Solution by ananai


  • 0

    Approach #1 Brute Force [Accepted]

    Algorithm

    Start two pointers i and j from the beginning of a haystack and a needle respectively. Compare every element of the needle with every element of the haystack if there is a match keep moving pointers, otherwise, move the pointer of the needle to its head and eliminate all previous matches by moving the pointer of the haystack j steps back and adding 1 to start new comparison. In other words move i by i-j+1.

    C++

    int strStr(string haystack, string needle) {
    
            if(needle.length() == 0) {
                return 0;
            }
    
            if(haystack.length() == 0) {
                return -1;
            }
    
            int i = 0, j = 0;
    
            while(i<haystack.length()) {
                if(haystack[i] == needle[j]) {
                    i++;
                    j++;
                } else {
                    i = i - j + 1;
                    j = 0;
                }
                if(j == needle.length()) {
                    return i-j;
                }
            }
    
            return -1;
    }
    

    Complexity Analysis

    • Time complexity : $$O(nm)$$.

    Because in the worst case we compare every element of the needle with every element element of the haystack, the total time complexity is $$O(nm)$$, where n and m are lengths of the haystack and the needle respectively.

    • Space complexity : $$O(1)$$.

    Approach #2 Substring Match [Accepted]

    Algorithm

    Start the pointer i from the head of a haystack. Compare every substring of the haystack with length equal to the length of the needle. If there is a match return the index of the pointer i.

    C++

    int strStr(string haystack, string needle) {
    
            if(needle.length() == 0) {
                return 0;
            }
    
            if(haystack.length() == 0) {
                return -1;
            }
    
            if(haystack.length() < needle.length()) {
                return -1;
            }
    
            for(int i = 0; i<haystack.length() - needle.length() + 1; i++) {
                if(haystack.substr(i, needle.length()) == needle) {
                    return i;
                }
            }
    
            return -1;
    }
    

    Complexity Analysis

    • Time complexity : $$O(nm)$$.

    Iteration through the haystack takes n time and substr operation of STL takes m time, the total time complexity is $$O(nm)$$, where n and m are lengths of the haystack and the needle respectively.
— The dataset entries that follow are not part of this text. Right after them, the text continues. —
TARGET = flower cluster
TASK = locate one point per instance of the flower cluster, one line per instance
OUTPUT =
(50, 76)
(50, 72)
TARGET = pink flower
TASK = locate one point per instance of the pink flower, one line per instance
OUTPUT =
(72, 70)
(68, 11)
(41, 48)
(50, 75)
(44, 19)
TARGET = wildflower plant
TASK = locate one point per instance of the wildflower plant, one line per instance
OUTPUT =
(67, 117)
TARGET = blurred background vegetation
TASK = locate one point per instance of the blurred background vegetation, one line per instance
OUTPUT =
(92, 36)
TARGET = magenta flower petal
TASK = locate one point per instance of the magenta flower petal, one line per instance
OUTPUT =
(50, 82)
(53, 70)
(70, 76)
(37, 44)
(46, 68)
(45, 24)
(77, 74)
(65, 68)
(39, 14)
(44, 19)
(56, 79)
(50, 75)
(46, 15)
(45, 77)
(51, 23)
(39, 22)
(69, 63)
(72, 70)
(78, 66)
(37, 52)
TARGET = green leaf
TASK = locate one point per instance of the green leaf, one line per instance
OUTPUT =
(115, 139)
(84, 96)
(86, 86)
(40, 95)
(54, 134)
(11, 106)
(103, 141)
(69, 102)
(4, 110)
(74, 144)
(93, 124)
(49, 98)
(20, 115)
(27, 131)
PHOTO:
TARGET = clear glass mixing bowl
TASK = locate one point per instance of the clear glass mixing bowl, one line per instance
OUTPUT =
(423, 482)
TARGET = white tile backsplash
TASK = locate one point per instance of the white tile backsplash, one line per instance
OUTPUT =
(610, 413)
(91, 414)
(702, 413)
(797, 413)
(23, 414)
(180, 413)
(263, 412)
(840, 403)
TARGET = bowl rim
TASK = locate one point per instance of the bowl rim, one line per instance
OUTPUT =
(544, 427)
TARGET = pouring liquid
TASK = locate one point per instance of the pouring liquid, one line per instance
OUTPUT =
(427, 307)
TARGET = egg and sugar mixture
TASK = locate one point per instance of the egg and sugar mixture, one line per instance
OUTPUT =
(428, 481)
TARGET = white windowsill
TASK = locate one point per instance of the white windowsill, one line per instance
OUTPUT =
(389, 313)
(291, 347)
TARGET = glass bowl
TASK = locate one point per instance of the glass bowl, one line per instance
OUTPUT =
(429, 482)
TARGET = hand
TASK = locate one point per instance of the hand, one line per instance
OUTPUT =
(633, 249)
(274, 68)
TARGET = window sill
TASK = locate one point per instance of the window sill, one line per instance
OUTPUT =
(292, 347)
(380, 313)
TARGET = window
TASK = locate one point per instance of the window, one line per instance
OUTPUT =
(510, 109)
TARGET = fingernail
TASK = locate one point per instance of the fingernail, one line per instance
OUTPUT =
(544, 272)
    • Space complexity : $$O(1)$$.

    Approach #3 Knuth–Morris–Pratt (KMP) Algorithm [Accepted]

    Algorithm

    In contrast to naive algorithm KMP algorithm stores the history of previous matches of the haystack and the needle. For this reason lets run two pointers i and j starting from both heads of the haystack and the needle. If characters at these pointers match then move both pointers, otherwise, lets find a suffix which is also a prefix in the needle. This means that this suffix is also a substring right before the pointer i in the haystack. Consequently, if this suffix is also a prefix we can start our pointer j right after that prefix in the needle. In this approach we can avoiding moving the pointer i backwards.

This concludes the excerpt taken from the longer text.